I miss him. I miss his texts. I miss wondering (not that it ever got me anywhere). I miss his hands and his warmth, the smell of his neck. That depth in his eyes when he kisses me. The feel of his beard on my bare skin, his teeth on my shoulder. His breathing, his arms, his heartbeat. That feeling of being perfectly safe in his arms. He will never read this, but if he does?
I miss you. I wouldn’t likely have seen you since the last time I saw you if we were still together but knowing I’ll never see you again HURTS. You’re a big part in my heart and I will miss you and I don’t know how to be what you want. I want to tell you that I care for you – and I’m sorry your ex wife hurt you so much that you don’t feel like you can love anyone else again. It’s scary but it would be so worth it. I would surrender the moon and the stars if you’d let me in.

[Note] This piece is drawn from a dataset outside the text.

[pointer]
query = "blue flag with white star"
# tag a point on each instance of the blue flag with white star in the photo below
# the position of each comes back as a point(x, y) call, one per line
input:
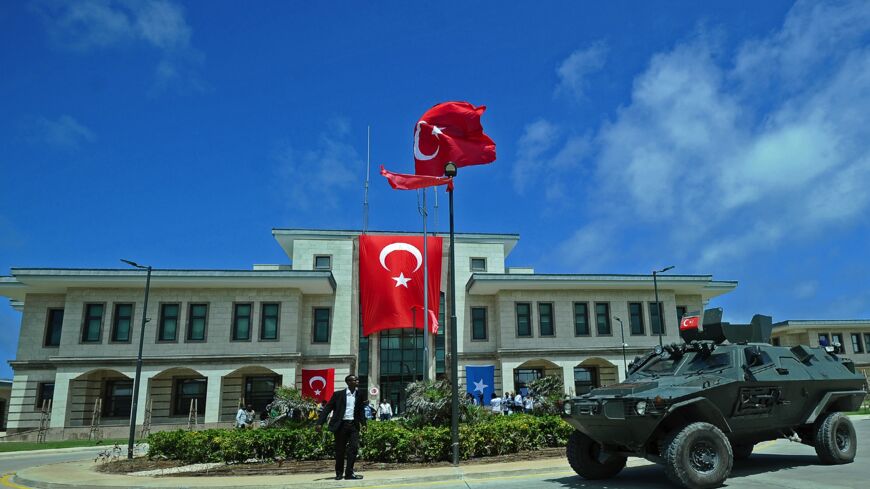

I’d give you my heart and that’s worth more than anything else I could give you. I’d love you so much the sun would shine on us and the stars in the sky would twinkle just for us. I’d love you so hard that you’d wake each day knowing you were loved and wanted and needed and your black cloud would lift like a breeze in the summer sun. You’d never be lonely again. I’d kiss you and drown and you’d drown too. We could plumb the depths drowning together but we’d have our hands to hold on to, and never let go. I’d look after you. I’d give you myself, my soul, my heart, my love. There’s so much I could show you if you’d let me. There’s magic. I miss you.
Of course he will never read it. And of course I won’t hear from him again. I know this.
It does feel a little better for writing it down. So as always, thanks for reading and being with me. My heart is broken but I appreciate your company. Thanks guys.